Head of the agency’s traffic management M. Akbar has said that any traffic light malfunction could not be fixed immediately because the city no longer operates  centralized traffic light management. With such a condition, he said his office relied too much on reports from the public or police officers over any malfunction of traffic lights prior to taking action.

“We used to operate an integrated control center that managed all city traffic lights in 1975, 1992 … And the last time was two or three years ago before the communication network malfunctioned and we ran out of funds to fix it,” Akbar was quoted by this newspaper as saying Thursday.

Such an excuse by Akbar that the city “ran out of funds to fix it” is ridiculous. It is hard to understand that the city administration has no money to fix such a vital traffic infrastructure.

The question is: If the city was able to operate a centralized traffic light system in the 70s and 90s, why can’t the city operate it now? Where does the taxpayers’ money generated from vehicle licensing and document processing fees — the amount is about 40 percent of the Rp 24 trillion (US$2.5 billion) of the city budget this year — go?

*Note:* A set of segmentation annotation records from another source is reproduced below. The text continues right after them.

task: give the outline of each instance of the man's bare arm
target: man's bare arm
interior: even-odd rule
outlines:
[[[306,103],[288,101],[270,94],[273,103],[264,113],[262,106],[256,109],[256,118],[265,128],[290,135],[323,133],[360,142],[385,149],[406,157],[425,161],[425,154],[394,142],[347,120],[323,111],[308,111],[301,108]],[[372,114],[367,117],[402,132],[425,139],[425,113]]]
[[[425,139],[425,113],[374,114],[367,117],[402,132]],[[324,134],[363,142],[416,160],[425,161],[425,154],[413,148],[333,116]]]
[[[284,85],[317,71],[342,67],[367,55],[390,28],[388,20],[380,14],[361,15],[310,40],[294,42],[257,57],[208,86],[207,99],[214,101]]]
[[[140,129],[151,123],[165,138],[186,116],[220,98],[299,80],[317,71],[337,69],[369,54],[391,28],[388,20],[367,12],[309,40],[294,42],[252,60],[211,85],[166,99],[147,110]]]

Such a sluggish response to fix malfunctioned traffic lights is blatant evidence that the city authorities are not serious about easing traffic problems. We regret that the city leadership — the governor and his staff as well as the city councilors — do not allocate adequate funds to modernize the traffic lights, one vital piece of traffic infrastructure in a great city like Jakarta.

Any malfunction of the instrument will undoubtedly worsen the traffic chaos in the city, particularly if it cannot be immediately fixed. According to Akbar, the absence of such an integrated system causes a malfunction at each traffic junction — thus is unable to transfer information from one junction to another.

It is understandable that motorists often complain about unfair periods of traffic light changes, particularly at junctions that are not equipped with countdown timers.

We welcome any effort to ease the problems as Jakartan motorists have long been suffering from daily traffic congestion in the morning and evening peak hours.

We know that there are many things the city must do to ease traffic, including efforts to improve the service of public transportation, which many believe is the key in fixing the city transportation problems.

But it is also not less important to facilitate motorists with modern traffic infrastructure such as an integrated traffic light system, so that any malfunction can immediately be detected and fixed. That is one example of what taxpayers’ money should be spent on.